第12話 ちょっとした問題


 これなら神殺しも楽しめそうだな……。


 口から一筋の血を流しながら俺は笑った。それは愉快に、とてもとても愉快に。


「レベルが1073に上がりました。」

「完全再生ツリーのスキルレベルが上がりました。スキル『高速再生』を獲得しました」

「『剣術』がレベル3に上がりました」

「『我流剣術』がレベル2に上がりました」


「ゴフッ……いてててて」


 上半身から刀を抜きながら俺はアナウンスを聞きステータスを確認した。


「ステータス」




榎本乃亜(種族:人間)

 レベル:1073

 ・能力値

  筋力:1771

  俊敏:1717

  物理耐性:1159

  魔法耐性:1180

  魔力:8691/8691

  知力:1749


 ・スキルツリー

 『狂人』:レベル1

  レベル1:2倍返し

  レベル2:捨身攻撃

  レベル3:発狂2/10


 『完全再生』:レベル1

  レベル1:低速再生

  レベル2:通速再生

  レベル3:高速再生1/10

  高速再生:絶命しない限り、どんな傷でも再生する。回復速度はハイヒールより少し速い。


 ・通常スキル

 『剣術』:レベル3

 『我流剣術』:レベル2




 うん、なんかもう、慣れた。


 女神から受けた講座で習ったことを考えれば俺は、成長率が高いとされている異世界人だという点を考慮しても、ものすごいスピードでレベルアップしてる。

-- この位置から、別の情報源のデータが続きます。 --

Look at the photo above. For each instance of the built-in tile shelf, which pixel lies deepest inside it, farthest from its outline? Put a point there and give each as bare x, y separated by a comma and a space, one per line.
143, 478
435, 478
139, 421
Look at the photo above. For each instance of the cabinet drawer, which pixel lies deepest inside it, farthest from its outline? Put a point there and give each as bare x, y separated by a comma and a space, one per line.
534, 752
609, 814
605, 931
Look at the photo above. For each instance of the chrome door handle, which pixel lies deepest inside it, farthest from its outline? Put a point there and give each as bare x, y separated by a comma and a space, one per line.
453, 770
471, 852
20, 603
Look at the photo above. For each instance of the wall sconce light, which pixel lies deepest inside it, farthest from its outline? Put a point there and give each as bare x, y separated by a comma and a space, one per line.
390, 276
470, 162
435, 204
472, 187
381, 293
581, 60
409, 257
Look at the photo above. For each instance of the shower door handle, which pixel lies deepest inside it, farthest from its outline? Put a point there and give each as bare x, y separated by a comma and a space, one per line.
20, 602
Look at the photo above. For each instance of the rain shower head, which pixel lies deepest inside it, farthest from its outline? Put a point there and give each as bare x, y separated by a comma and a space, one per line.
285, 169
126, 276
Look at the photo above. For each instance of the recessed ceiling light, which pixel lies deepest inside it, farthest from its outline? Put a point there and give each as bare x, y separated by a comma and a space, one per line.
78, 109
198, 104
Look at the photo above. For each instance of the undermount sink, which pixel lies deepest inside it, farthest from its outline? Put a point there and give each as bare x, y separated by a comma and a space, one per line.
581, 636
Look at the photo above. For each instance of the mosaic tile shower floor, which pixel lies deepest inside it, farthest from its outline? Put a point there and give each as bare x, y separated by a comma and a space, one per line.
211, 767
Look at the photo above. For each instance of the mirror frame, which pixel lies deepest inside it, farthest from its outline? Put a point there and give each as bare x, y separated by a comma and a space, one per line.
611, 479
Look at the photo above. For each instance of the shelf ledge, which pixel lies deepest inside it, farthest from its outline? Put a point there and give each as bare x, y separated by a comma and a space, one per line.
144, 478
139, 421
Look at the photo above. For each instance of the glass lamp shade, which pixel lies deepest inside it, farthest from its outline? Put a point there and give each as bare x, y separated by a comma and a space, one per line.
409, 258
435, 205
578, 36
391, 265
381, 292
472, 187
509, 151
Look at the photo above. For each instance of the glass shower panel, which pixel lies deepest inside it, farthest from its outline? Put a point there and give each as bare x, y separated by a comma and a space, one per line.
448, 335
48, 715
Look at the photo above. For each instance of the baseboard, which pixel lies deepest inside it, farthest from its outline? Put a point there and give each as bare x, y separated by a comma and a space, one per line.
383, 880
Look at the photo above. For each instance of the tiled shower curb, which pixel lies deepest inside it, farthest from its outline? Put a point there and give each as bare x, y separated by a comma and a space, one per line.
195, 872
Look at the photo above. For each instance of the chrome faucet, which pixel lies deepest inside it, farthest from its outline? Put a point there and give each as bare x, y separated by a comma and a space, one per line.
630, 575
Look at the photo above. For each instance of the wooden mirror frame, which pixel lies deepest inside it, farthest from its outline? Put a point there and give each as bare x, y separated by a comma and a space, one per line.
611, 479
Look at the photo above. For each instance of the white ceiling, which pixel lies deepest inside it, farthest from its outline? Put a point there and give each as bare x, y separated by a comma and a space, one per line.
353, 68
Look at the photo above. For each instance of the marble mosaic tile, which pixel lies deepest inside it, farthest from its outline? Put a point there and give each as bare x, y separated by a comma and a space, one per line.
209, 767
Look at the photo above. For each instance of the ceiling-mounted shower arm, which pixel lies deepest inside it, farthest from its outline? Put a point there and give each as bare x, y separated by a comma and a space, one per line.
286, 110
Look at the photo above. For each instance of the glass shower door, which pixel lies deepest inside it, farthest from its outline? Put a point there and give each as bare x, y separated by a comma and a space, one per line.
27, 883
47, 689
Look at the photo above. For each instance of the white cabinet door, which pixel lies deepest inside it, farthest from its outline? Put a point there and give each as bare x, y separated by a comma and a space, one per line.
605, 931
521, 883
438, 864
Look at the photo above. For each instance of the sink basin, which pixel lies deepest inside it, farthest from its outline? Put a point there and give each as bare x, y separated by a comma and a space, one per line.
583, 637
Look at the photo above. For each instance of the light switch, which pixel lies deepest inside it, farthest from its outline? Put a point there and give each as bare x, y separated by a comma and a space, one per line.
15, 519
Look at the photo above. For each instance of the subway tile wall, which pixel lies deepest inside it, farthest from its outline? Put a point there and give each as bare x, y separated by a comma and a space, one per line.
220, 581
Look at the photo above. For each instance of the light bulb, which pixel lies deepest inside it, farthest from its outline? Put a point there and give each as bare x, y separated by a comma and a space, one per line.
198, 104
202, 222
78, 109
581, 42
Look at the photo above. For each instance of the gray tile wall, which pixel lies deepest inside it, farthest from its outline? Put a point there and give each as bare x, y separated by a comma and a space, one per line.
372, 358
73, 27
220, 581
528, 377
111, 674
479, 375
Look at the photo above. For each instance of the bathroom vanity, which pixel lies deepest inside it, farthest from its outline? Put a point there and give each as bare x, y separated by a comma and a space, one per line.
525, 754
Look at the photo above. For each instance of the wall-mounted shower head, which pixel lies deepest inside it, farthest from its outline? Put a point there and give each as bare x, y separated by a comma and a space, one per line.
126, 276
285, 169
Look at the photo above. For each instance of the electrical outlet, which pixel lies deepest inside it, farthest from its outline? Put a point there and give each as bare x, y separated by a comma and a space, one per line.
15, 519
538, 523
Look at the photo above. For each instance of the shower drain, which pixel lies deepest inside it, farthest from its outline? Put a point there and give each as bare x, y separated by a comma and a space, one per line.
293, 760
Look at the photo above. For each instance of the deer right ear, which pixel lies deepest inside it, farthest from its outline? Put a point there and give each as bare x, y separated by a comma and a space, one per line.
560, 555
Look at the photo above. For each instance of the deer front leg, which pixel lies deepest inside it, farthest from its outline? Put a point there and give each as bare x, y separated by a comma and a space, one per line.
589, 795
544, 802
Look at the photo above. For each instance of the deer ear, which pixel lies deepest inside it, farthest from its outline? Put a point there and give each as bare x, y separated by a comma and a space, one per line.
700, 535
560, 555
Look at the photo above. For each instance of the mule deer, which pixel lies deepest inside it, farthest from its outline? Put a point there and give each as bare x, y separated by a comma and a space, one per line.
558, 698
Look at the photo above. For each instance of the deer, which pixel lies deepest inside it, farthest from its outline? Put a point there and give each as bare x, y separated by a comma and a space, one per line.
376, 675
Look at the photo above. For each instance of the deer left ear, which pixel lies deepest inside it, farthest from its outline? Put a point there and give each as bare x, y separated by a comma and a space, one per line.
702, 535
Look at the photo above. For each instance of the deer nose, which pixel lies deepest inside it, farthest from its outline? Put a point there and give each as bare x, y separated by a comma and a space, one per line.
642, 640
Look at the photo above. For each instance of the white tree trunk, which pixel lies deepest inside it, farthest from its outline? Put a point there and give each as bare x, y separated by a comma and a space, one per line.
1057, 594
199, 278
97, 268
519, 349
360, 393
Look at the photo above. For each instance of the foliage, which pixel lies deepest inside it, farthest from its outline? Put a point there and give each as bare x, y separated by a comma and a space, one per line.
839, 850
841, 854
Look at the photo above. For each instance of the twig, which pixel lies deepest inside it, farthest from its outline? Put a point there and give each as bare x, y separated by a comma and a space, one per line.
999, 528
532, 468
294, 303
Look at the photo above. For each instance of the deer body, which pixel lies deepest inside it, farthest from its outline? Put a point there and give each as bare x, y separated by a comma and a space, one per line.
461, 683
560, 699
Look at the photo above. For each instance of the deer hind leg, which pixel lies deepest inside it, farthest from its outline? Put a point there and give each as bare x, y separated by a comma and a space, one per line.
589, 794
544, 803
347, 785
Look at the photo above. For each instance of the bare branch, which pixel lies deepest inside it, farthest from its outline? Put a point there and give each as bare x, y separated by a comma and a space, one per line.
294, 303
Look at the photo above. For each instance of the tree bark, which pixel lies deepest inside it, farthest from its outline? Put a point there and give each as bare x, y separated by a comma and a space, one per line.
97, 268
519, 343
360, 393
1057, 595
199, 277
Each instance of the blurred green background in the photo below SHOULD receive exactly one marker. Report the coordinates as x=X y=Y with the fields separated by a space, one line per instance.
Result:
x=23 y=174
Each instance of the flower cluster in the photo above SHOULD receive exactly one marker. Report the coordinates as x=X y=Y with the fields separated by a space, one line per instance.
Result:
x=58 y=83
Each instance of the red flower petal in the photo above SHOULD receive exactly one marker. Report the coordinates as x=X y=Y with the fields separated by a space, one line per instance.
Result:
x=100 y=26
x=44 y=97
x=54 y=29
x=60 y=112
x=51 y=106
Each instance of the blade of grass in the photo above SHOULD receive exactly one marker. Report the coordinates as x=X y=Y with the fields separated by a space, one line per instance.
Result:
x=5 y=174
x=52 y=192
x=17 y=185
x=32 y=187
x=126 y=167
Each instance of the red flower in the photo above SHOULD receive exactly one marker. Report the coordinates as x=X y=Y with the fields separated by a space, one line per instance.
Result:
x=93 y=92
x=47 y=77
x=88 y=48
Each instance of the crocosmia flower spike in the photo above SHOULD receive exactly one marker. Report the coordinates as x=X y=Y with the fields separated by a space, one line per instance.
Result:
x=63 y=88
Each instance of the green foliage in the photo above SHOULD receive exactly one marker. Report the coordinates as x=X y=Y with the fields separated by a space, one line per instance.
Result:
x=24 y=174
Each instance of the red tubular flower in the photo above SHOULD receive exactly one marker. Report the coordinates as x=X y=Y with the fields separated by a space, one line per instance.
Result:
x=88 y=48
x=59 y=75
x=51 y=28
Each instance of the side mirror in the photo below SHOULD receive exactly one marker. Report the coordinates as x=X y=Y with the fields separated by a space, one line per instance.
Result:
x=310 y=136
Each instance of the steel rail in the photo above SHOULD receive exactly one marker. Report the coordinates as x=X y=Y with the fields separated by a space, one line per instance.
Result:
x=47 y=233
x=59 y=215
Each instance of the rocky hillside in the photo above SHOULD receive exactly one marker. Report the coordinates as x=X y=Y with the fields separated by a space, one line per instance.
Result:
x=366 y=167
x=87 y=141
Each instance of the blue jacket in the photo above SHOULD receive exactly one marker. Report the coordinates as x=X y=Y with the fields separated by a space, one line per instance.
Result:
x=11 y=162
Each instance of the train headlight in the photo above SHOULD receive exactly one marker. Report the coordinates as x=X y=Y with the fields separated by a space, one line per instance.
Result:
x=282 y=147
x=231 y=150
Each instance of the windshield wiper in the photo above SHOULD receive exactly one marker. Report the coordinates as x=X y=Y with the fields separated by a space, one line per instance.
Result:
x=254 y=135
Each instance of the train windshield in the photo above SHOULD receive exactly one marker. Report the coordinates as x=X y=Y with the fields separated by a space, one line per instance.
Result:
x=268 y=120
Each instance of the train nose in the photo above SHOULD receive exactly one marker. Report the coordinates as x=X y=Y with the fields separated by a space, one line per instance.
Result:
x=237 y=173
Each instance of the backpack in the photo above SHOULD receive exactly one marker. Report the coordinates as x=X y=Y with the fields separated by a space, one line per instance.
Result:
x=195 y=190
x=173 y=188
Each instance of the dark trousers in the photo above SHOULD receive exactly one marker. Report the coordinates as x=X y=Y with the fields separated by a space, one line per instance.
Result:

 そんな侍オーガのウマさで麻痺してしまった経験値感覚があとあと足を引っ張らなければいいが……


 もちろん、ステータスが上がるのは素晴らしい。


 だけど、ゲームと同じで上がりすぎるとつまらなくなる。特に、戦闘を楽しみたいなら問題だ。

 

 例えば、今回上がった『完全再生』。新しく手に入れたスキルは『高速再生』だ。


 そして、スキル説明にあるハイヒール。これは並みの術師が辿り着ける最上位の回復魔法だったはずだ。


 つまり……『高速再生』ってもう死なないんじゃない?


 死ねないということは、祝福であって呪いでもある。


 おかげで戦闘時の緊張感が和らいでしまうし、ハラハラドキドキもしない。


「おっと」


 気が緩んだのか、力が抜けて一瞬倒れそうになったのを気合で防ぐ。


「アドレナリンが切れちまったか」


 まぁ、今思えば、いろいろあった一日だった。疲れても仕方ないだろう。


 一番近かったオーガ製の小屋に倒れこむように入っていった。